Darwinian News, Hot Off the Press

In the Darwin bicentennial, new insights into fossils, genes, birdsong, and cancer.

google-logo-fossil1The latest issue of Nature to land in my mailbox-the May 28th one-was not a tribute to Darwin in honor of his 200th birthday and the 150th of The Origin of Species; Nature has been there, done that. But it might as well have been another celebration for him, since without even trying it delivered four items of Darwinian news, all with direct or indirect relevance to us humans.

One is about a fossil named Darwinius, affectionately known as Ida. It’s an amazingly complete skeleton of a cat-size 47-million-year-old primate which its discoverers claim is one of our direct ancestors. Whether that is true or not (it probably isn’t), the hype around the announcement was fascinating. Not only was it called “the missing link,” “the Holy Grail,” and “the eighth wonder of the world,” but it found its way into Google’s logo on its home page for a while. It says a lot about us that we could get so excited about a bunch of old bones, just because of their place in Darwin’s theory. Ida seemed like an Adam or Eve we could believe in.

Another piece of news was about birdsong.
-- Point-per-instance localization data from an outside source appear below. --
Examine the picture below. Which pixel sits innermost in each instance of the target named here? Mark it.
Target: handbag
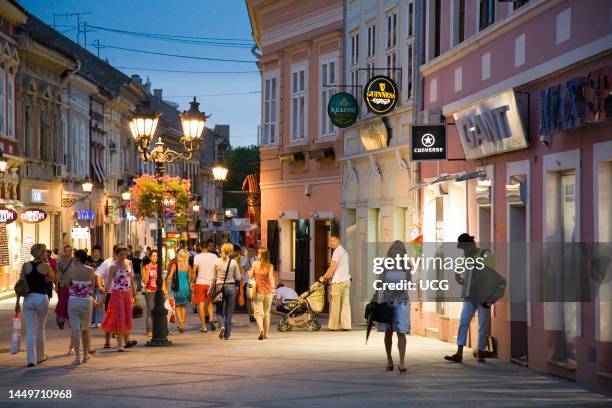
(379, 312)
(137, 311)
(16, 334)
(217, 293)
(21, 287)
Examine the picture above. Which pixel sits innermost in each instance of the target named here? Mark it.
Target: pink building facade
(300, 64)
(524, 89)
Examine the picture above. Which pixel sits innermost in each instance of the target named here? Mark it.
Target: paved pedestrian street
(293, 369)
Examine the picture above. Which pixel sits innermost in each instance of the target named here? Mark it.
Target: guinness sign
(32, 215)
(380, 95)
(428, 143)
(342, 109)
(7, 215)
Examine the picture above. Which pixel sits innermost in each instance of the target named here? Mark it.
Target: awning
(469, 176)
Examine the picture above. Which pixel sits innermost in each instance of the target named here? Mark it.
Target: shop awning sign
(32, 215)
(491, 126)
(342, 109)
(380, 94)
(7, 215)
(428, 142)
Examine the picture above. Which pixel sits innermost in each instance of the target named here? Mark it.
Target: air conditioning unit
(430, 117)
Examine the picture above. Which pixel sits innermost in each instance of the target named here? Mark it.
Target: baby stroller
(302, 312)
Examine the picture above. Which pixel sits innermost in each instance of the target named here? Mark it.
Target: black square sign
(428, 142)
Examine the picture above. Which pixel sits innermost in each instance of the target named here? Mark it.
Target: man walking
(338, 272)
(470, 250)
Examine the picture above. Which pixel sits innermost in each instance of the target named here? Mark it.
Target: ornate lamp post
(143, 124)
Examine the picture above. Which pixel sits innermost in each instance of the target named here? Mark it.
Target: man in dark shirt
(134, 257)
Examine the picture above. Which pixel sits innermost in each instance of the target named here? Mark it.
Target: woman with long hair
(398, 299)
(149, 280)
(263, 273)
(36, 302)
(121, 284)
(227, 274)
(81, 281)
(181, 286)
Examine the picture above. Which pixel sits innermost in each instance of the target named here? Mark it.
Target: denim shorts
(401, 320)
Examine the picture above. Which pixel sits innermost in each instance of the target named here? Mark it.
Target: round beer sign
(380, 94)
(342, 109)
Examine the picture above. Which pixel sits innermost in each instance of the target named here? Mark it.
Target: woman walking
(149, 280)
(228, 274)
(263, 272)
(36, 302)
(121, 283)
(81, 282)
(398, 299)
(181, 286)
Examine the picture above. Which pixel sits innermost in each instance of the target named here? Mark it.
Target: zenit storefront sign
(32, 215)
(380, 95)
(428, 143)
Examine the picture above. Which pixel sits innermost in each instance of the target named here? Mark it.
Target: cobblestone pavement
(293, 369)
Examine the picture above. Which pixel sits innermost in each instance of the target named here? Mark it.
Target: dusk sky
(224, 22)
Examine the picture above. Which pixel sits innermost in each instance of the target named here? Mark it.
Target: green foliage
(148, 194)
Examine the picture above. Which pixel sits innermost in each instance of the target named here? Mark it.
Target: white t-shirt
(285, 293)
(205, 262)
(341, 274)
(104, 268)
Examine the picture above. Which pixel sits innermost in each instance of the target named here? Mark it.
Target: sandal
(131, 343)
(455, 358)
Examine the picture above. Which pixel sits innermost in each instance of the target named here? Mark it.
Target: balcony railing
(39, 170)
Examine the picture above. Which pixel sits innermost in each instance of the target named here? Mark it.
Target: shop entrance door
(517, 273)
(322, 250)
(570, 309)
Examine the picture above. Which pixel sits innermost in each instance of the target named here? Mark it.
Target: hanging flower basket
(151, 195)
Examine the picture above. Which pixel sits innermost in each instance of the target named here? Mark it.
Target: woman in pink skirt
(118, 317)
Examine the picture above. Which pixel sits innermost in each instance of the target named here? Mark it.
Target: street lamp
(87, 186)
(219, 172)
(143, 124)
(3, 163)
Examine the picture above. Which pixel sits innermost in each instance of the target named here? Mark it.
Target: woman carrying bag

A young woman named Olga Feher and her colleagues at my alma mater (the City University of New York) raised some zebra finch males with no chance to hear their fathers sing. That, we know, produces some very abnormal noises when those boy-chicks grow up and try to pipe like kings of the hill. But here’s the news: take one of those males, give females no choice but to breed with him, and his sons will sing more normally than he does. His grandsons will do even better, and his great-grandsons approximate the normal wild song-which none of these fellows has ever heard. Some sort of collective cultural evolution puts the song right again. It’s hard to avoid a comparison with the transition from pidgins to creoles, where a first generation of colonized people speak a crude, broken version of the colonizers’ language, but their children create a unique but more fully developed version. It’s a strange kind of evolution, combining the power of genes with cultural change.

The third was the cover story-probably the first time a supermodel graced the cover of Nature. Cute as anything, but (sorry) it’s a “biomedical supermodel,” a monkey called a marmoset, and it’s a super model organism for medical research. The news is that it became the first monkey to have its genes manipulated and to pass its new genes on to its offspring. This is big. So far, most gene-manipulation experiments have been done in mice, known as knock-in, knockout, and knockdown models depending on whether genes are added, removed, or temporarily turned off. They’ve produced many findings relevant to human disease. But as Darwin knew, marmosets are much closer cousins to us than mice, and the possibilities they offer to medical science are that much greater.

Finally, an essay in the issue talked about a new Darwinian perspective on cancer, one that may lead to surprising solutions. I’ve written before here about my frustration with medical science’s failures in treating cancer. The only common cancers we’ve succeeded with are the ones we figured out how to prevent, and only a few uncommon ones have become highly treatable. Why? The answer, again, is Darwinian.

Cancers act like viruses, bacteria, or parasites-only more so. These organisms evolve in the face of our treatments, but we can cure most of them in most individuals, because they’re different enough from us biologically so that we can find agents that kill them without hurting ourselves too much. As a species, we’ll always be involved in an arms race with each of them, but we can stay ahead.

With cancer it’s different. Tumors are too much like the rest of us-they are us-and so our best weapons against them are deadly to us too. We have to play softball, which allows them to evolve resistance within each stricken individual.

Robert Gatenby and his colleagues at the Moffitt Cancer Center in Tampa suggest we might try playing even softer ball. Instead of the analogy of the magic bullet that kills all tumor cells the way we kill some bacteria, we might try to reach a standoff with the tumor, allowing it to hang around without killing the patient and without evolving intractable resistance. Their mathematical models and experiments show that the no-holds-barred approach may kill the victim faster than the fight-to-a-standoff approach. Mice with tumors lived longer when the chemotherapy was adjusted to keep the tumor volume stable instead of wiping it out-except for the resistant cells, which in usual chemo come back with a vengeance.

The idea for this approach, as well as the models, came from evolutionary ecology, and it works well for some invasive pests, like the diamondback moth that threatens vegetable crops. It couldn’t be eradicated because it evolved resistance to all known pesticides. But it can be held to a level that is compatible with economically sustainable crop yields.

Gatenby doesn’t want cancer researchers to give up searching for cures. But in the meantime, he says, “instead of focusing exclusively on a glorious victory, they should address the possible benefits of an uneasy stalemate . . . in battles against cancer, magic bullets may not exist and evolution dictates the rules of engagement.” To Darwin’s younger contemporary Louis Pasteur, we owe our understanding of how microbes cause disease; two centuries after they were born, we find ourselves stumped at a species level by some microbes and at an individual level by almost all cancers. In the always-uphill battle against disease, Darwin’s ideas are coming to the fore.